Queens native Jessica Ng started sewing homemade masks after seeing how hard-hit her borough, friends and family from the COVID-19 outbreak. Queens has the highest number of COVID-19 cases in New York, and is home to Elmhurst Hospital, which has been called the new “epicenter of the epicenter” of the coronavirus pandemic.
“It broke my heart to see first-hand this outbreak hit so close to home, along with the spike of racially charged hate violence against Asian Americans,” she said. Ng -- who was working at a lingerie start-up and training for her next fight before the pandemic hit -- lives 10 minutes from Elmhurst, and said she was struck one day by how the line outside the hospital looked like a photo from the Great Depression.
“I have family and friends on the front lines. Listening to their experiences at the hospitals and local clinics with the lack of PPE and resources while working beyond exhaustion was incomprehensible. Two medical staff passed away from contracting COVID-19 -- both who worked with a family friend at Mt Sinai. That's when this crisis really weighed on me and I felt a personal responsibility to help.”
She discovered that medical professionals were being required to reuse their 1-time use masks as personal protective equipment is running low. “My friend's mother who is a nurse and another nurse friend (separate hospitals) had to use their same N95 mask for a week. To prolong the usage, they would wear homemade masks over their N95s.”
So she got to work making masks for medical staff in NYC and Long Island hospitals who needed them, getting 35 masks into the hands of essential workers within the first week. “These are people who are friends, family member of friends, and all through word of mouth asking for them.”
With growing orders and facing a shortage of elastic with trim and craft stores closed, Ng turned to her own wardrobe -- and found 10 years worth of gently-worn Muay Thai shorts.”With my design background I knew Muay Thai shorts are traditionally made with narrow tunneled elastic. I cut apart a pair of a size large shorts and was able to make 20 masks!”
She also made an Instagram story and post suggesting where people can repurpose elastics and ties for masks at home, for example camisole straps, bra straps, drawstrings in sweatpants, gym shorts and shoelaces. Different medical professionals ask for slightly different fabrications, so she makes sure to provide exactly what they need.
Once made, Ng sends the masks directly in the mail or through a friend who delivers them directly to the staff at the hospital, via curbside pick up. “When we see their faces as they pick up the package from afar, the gratitude and appreciation btw both parties is just incredible and heartfelt.”

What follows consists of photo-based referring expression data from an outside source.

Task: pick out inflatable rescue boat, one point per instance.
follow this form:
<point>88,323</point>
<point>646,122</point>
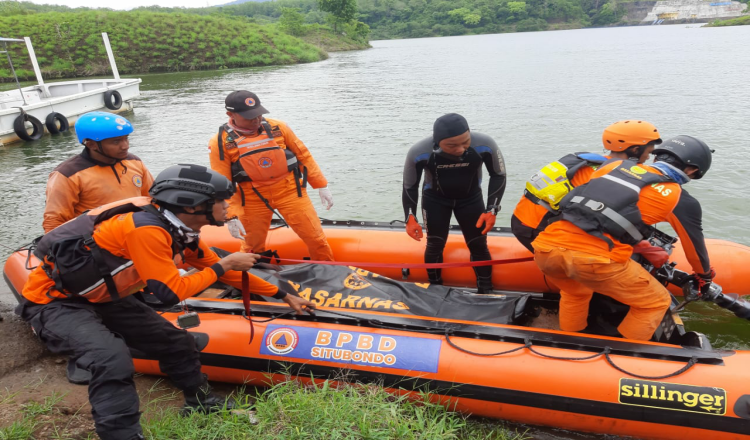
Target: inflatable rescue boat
<point>496,356</point>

Making masks has also become personal for Ng. It started after talking with a mailman who didn’t have a mask due to a shortage at the station. “My father is 63 years old and has dedicated 30+ years to the USPS. I want him to see his future grandchildren. Our family cannot live without him. He delivered mail through 9-11 and now this.” She has a friend who works at an Amazon warehouse who had no mask. A friend’s mother at LaGuardia who has no mask.
“These essential workers are the backbone of our economy - and our families,” Ng said. “What I'm able to produce isn't making a dent. But if I could provide masks for our essential workers and medical professionals on the front lines so that they can do their job with a little more confidence and ease with that extra layer of protection - it is the least I can do.”
As Ng channels her energy into making masks, she says serving a need and a purpose has provided some relief from the “suffocating” reports of a surge of hate crimes against Asian Americans both globally and in her backyard. Ng believes the mindset of “othering” and blame will continue beyond the pandemic, as seen after 9/11.
However fabricating these protective masks has not only given a purpose, but a way to connect. “Now I get daily requests and messages of heartfelt gratitude and love from people across all party lines, of all backgrounds and political views.”